Even though the specifics of the plot aren't integral to enjoying the movie, there's very little I want to spoil about A CURE FOR WELLNESS, since the unsettling tale Lockhart becomes immersed in is so hypnotic. Indeed, the character is mostly interesting because of the travails he must endure. On paper, Lockhart is a rather unlikable anti-hero: humorless, snide, crafty, teeming with unwanted guilt over the recent death of his mother and the long-ago suicide of his father (a defining moment for the character). But the deeper down the rabbit hole, so to speak, Lockhart goes, the more his arrogant disposition gives way to confusion and fear, and we finally come to sympathize with him as his sanity begins slipping away. DeHaan, with a face that is somehow both boyish and reptilian, is perfectly cast, since he can sell Lockhart's nasty intensity as well as his profound uneasiness. It's a great showcase for the actor.
The look of A CURE FOR WELLNESS is sterile, gothic, and menacing, and that isn’t limited to the excellent art direction. Verbinski has cast this movie in such an unglamorous way, it's enthralling to behold. The entire ensemble is packed with craggy, unfriendly faces. Verbinski ensures that there are never any Hollywood beauties waiting to comfort us with their genial good looks. Even the female protagonist, Hannah, is given a distinctively ghostly complexion. She's played by Mia Goth, who flits and hovers around the resort, a waif with unknown purpose who ends up being Lockhart's only ally. Then there's Dr. Volmer, the head of the facility played with sweet-natured malevolence by Jason Isaacs. Isaacs, of course, can play malevolence in his sleep, and his very casting is another testament to Verbinski's insistence that the film's main strength is its chilling atmosphere. Of course there's something sinister about Dr. Volmer, there's never any attempt to even hide it, but because we're trapped in the confines of the spa for good, the barely-masked nature of the man's unhealthy intentions are all the more frightening.
The true nature of the resort, what it's real purpose is, will come as a shock to no one; it's really rather easy to predict about 30 minutes in. (Safe to say that the script, by Justin Haythe, is the movie's weakest aspect.) But Verbinski has such ghoulish imagery to show us, some of it so massively perverse that I couldn't believe it, and there is at least one sequence that will have every person in the theater covering their eyes and/or attempting to hold down their lunch.
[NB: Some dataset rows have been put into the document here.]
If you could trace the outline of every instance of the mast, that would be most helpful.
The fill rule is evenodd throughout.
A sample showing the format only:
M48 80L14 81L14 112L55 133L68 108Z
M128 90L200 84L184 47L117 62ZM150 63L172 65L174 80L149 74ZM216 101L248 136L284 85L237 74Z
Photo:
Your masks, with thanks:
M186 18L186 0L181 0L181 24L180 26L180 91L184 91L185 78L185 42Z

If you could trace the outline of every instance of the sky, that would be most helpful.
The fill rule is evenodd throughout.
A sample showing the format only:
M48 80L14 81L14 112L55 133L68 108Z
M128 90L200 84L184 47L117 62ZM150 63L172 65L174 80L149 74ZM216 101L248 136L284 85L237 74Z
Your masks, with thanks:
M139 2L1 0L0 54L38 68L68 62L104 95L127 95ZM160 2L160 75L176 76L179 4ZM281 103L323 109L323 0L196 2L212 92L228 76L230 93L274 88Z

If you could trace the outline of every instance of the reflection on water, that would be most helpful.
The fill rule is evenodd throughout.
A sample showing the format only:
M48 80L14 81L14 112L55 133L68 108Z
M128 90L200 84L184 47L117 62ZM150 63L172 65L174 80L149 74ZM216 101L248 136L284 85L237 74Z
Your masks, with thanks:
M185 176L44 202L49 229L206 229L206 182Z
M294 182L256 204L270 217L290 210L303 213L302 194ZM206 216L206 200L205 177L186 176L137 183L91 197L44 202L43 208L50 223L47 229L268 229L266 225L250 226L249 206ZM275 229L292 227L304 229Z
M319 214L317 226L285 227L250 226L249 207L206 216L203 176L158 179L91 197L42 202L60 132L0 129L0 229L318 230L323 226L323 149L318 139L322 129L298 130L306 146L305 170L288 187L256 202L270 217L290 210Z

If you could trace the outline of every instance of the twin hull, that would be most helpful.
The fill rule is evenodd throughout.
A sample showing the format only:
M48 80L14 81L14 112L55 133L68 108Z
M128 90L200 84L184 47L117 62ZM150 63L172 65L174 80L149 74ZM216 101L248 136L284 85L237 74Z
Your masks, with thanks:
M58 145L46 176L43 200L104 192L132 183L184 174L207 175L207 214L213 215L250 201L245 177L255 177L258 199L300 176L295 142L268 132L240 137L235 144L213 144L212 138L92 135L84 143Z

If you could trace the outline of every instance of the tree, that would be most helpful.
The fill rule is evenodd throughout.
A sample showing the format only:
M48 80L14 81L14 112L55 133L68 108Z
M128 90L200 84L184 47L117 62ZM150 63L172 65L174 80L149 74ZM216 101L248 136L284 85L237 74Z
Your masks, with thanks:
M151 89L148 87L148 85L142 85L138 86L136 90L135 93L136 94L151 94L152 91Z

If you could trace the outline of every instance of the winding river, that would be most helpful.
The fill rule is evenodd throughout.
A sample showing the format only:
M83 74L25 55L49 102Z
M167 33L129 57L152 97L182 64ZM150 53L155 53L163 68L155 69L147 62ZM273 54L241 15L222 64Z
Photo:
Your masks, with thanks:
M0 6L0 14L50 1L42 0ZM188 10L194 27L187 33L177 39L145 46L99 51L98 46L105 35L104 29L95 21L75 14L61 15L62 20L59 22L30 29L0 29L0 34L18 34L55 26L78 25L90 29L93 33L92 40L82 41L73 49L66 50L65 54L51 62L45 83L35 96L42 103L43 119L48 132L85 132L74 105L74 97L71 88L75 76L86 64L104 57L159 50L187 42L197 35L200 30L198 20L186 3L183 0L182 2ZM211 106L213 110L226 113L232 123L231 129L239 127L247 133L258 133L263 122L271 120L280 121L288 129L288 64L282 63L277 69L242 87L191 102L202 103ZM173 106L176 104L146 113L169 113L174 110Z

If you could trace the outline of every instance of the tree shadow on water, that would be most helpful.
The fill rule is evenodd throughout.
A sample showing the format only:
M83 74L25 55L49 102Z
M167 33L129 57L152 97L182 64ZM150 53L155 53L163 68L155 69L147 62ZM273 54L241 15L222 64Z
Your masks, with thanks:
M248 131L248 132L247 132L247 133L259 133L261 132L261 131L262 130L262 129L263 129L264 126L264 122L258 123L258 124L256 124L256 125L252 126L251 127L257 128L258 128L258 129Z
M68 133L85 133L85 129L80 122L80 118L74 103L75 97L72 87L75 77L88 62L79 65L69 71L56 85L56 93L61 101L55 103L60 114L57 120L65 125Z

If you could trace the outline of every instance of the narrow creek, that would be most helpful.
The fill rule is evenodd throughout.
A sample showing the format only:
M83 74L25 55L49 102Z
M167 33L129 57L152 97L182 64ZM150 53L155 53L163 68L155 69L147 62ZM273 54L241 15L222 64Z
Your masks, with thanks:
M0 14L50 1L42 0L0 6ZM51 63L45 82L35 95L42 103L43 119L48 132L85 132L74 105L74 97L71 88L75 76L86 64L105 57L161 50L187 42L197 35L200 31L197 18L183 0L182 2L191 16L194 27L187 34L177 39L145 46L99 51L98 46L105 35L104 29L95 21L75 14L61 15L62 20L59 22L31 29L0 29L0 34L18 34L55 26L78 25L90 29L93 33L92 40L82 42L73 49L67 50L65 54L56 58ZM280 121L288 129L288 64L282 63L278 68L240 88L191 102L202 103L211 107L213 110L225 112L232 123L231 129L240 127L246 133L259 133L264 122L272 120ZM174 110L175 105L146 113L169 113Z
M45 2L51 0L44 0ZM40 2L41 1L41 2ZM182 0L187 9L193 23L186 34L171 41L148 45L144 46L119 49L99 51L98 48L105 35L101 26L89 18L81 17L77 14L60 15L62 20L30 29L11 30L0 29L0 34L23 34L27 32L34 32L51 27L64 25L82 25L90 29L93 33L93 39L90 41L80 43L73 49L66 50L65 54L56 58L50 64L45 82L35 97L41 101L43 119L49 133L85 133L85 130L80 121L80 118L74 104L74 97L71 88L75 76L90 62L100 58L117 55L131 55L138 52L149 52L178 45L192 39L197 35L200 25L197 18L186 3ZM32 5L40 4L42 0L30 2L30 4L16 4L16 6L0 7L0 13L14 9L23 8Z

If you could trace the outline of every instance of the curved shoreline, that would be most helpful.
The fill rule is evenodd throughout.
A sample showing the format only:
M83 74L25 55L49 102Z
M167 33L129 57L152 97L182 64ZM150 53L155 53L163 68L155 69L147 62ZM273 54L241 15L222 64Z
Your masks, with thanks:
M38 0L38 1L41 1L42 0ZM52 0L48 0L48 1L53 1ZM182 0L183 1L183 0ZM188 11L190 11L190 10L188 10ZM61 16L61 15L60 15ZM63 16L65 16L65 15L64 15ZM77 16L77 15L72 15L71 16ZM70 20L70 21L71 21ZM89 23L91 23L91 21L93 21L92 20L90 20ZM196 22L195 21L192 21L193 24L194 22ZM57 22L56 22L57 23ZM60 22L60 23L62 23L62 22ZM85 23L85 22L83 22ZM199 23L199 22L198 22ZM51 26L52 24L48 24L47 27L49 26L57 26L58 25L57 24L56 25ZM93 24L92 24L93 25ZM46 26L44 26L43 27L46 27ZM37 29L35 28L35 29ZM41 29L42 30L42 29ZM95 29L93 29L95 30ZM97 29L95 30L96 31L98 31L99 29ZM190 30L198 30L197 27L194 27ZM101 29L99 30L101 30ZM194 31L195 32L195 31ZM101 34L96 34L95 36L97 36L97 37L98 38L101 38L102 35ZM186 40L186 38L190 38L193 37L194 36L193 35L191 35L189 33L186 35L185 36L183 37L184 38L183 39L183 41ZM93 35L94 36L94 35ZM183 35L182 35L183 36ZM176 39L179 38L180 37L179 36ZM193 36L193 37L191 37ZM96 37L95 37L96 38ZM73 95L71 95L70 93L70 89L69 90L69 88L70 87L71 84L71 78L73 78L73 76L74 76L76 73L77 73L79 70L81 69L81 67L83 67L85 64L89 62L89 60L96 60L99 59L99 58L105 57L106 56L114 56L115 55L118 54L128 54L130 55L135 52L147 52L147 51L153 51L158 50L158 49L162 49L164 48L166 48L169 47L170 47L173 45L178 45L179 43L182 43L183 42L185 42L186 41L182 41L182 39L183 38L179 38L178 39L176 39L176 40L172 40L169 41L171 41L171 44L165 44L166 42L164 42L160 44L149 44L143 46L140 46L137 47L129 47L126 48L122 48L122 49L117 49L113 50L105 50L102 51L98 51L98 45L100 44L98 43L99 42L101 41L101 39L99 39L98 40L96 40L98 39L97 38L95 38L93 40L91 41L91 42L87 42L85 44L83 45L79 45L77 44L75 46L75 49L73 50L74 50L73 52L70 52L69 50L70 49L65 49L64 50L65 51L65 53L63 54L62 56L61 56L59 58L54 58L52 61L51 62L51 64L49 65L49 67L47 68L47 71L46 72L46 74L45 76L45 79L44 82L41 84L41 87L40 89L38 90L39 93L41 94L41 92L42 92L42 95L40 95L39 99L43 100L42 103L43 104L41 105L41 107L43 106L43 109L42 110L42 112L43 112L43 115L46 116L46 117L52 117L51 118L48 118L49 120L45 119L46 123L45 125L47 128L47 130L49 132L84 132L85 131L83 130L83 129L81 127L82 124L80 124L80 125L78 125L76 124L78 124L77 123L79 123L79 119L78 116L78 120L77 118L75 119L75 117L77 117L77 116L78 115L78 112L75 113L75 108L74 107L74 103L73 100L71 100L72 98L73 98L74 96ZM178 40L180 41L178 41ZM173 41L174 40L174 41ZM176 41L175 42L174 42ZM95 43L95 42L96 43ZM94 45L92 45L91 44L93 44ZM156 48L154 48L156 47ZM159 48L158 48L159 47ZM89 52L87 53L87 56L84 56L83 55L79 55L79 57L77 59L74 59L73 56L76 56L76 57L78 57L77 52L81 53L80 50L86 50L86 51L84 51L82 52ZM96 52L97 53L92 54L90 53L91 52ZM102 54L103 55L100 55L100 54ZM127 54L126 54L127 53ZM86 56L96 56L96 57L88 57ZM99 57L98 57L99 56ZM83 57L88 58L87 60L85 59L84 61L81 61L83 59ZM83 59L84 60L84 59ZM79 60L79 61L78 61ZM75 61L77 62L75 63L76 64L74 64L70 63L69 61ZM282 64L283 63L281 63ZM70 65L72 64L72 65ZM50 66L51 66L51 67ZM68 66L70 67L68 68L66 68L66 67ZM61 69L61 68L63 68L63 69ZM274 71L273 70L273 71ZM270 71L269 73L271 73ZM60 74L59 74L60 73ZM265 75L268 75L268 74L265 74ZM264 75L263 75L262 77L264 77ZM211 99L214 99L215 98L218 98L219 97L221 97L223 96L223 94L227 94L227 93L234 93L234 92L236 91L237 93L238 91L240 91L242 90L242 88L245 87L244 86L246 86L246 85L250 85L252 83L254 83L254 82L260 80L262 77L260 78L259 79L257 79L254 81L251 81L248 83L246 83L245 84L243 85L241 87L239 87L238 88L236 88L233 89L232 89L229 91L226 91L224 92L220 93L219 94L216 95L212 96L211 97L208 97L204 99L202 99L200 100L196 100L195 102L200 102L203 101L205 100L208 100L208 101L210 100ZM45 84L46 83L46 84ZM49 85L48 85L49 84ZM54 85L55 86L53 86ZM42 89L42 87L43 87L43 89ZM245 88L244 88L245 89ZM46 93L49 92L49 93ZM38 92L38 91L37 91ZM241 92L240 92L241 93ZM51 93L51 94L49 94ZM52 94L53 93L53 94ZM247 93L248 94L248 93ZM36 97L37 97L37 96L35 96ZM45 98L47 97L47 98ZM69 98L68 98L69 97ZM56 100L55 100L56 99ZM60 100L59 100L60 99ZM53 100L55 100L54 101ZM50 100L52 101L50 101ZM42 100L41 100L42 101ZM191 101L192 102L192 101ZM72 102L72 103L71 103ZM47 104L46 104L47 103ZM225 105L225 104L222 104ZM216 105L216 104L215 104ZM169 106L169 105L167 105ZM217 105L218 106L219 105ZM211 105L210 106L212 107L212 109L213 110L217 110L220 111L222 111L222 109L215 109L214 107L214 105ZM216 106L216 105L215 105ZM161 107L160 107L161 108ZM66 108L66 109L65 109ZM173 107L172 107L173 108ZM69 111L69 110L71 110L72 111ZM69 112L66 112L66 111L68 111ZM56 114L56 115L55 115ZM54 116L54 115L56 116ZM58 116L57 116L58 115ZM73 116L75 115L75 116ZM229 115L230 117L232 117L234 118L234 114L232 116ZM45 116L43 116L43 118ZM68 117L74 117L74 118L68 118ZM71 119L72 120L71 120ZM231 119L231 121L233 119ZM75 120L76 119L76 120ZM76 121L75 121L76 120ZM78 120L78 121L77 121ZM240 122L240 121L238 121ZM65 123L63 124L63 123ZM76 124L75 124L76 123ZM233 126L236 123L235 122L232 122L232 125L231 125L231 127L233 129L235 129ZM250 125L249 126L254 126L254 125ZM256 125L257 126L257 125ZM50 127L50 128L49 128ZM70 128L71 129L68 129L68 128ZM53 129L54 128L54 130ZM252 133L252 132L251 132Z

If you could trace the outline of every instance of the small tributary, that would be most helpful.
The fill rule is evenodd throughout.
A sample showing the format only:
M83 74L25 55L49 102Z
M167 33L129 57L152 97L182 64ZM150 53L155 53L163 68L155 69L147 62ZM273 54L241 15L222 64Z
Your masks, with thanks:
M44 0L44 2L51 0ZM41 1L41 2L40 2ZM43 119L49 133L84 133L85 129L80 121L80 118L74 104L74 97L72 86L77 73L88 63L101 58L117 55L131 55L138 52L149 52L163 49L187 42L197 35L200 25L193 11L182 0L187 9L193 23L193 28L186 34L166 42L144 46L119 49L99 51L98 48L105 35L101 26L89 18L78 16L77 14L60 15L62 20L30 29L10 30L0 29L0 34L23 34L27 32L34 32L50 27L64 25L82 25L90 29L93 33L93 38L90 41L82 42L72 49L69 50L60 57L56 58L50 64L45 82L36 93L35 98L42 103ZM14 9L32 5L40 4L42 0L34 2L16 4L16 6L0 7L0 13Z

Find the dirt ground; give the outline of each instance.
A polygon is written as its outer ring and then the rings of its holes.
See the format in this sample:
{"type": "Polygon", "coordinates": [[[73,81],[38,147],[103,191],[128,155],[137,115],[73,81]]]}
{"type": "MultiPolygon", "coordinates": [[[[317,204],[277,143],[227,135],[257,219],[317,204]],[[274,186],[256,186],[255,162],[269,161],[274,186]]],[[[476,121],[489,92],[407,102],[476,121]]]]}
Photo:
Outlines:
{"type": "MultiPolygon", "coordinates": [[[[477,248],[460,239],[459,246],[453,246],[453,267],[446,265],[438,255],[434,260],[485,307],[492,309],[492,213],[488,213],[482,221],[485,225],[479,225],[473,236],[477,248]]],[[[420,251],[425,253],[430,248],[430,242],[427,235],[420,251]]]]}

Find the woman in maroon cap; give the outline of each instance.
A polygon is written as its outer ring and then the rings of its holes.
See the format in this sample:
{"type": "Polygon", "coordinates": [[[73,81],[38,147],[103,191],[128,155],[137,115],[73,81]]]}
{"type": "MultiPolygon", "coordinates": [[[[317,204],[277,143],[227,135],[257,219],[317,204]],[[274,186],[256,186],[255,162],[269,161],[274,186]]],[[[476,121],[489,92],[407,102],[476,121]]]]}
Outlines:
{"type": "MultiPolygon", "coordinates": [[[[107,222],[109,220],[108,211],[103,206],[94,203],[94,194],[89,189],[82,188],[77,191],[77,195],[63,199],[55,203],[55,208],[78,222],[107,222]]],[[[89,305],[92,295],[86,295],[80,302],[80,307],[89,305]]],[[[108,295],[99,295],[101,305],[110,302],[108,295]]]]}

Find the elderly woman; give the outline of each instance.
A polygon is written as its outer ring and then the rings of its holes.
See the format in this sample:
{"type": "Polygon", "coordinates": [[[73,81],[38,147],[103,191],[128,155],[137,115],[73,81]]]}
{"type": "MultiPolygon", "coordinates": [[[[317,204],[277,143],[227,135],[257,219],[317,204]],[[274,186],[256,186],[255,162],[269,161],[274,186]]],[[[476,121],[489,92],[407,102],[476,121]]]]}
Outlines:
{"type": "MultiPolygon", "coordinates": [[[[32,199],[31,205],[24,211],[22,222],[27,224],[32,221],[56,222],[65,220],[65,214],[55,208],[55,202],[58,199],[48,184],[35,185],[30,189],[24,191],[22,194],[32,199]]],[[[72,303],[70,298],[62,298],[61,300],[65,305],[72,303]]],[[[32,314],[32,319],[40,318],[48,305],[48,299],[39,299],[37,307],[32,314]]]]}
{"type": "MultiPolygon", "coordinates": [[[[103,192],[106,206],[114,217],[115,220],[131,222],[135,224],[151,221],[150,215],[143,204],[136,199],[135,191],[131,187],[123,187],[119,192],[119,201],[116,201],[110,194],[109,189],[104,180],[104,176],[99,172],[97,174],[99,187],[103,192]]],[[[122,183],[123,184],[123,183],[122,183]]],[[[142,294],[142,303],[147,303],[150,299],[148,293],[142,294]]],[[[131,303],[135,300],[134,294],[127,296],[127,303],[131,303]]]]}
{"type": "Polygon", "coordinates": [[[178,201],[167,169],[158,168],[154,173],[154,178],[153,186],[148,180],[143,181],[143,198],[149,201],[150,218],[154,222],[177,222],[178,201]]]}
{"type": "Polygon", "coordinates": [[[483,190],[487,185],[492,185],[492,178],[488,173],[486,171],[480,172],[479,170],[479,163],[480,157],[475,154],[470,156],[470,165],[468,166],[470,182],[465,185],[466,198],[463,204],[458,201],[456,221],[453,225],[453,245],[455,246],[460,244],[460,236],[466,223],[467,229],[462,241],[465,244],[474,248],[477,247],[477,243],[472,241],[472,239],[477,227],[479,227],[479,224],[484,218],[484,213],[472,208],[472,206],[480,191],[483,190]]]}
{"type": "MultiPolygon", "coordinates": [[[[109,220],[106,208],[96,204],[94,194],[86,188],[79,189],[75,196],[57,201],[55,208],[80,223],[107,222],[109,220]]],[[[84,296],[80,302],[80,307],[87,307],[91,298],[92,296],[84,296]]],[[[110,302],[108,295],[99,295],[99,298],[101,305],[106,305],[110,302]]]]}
Frequently, we're unsure – as is Lockhart – if what we're seeing is real, dream, hallucination or just pure blasphemy. A CURE FOR WELLNESS, at the end of the day, never makes a ton of sense, but I embrace that. It's only fitting that a movie taking place in a sanitarium makes you feel like you're in one.
A lot of people – most people – will complain A CURE FOR WELLNESS is too long. At 146 minutes, this is a hard point to argue. It has at least one false ending too many and there's a sojourn into the neighboring town that could have been cut out completely. Plenty of sequences exist just to pad out the sinister atmosphere. But I was never bored, and I'm willing to accept that a movie with such a potent vision runs just a little longer than it should. By the time it was over, I had images of Vincent Price, Hammer Horror, Amicus, Val Lewton, David Cronenberg and Stanley Kubrick dancing in my head. Vivid horror movies that pride themselves on intoxicating imagery and skin-crawling ideas have always been my thing, and A CURE FOR WELLNESS fits in nicely with those brazen pictures of old.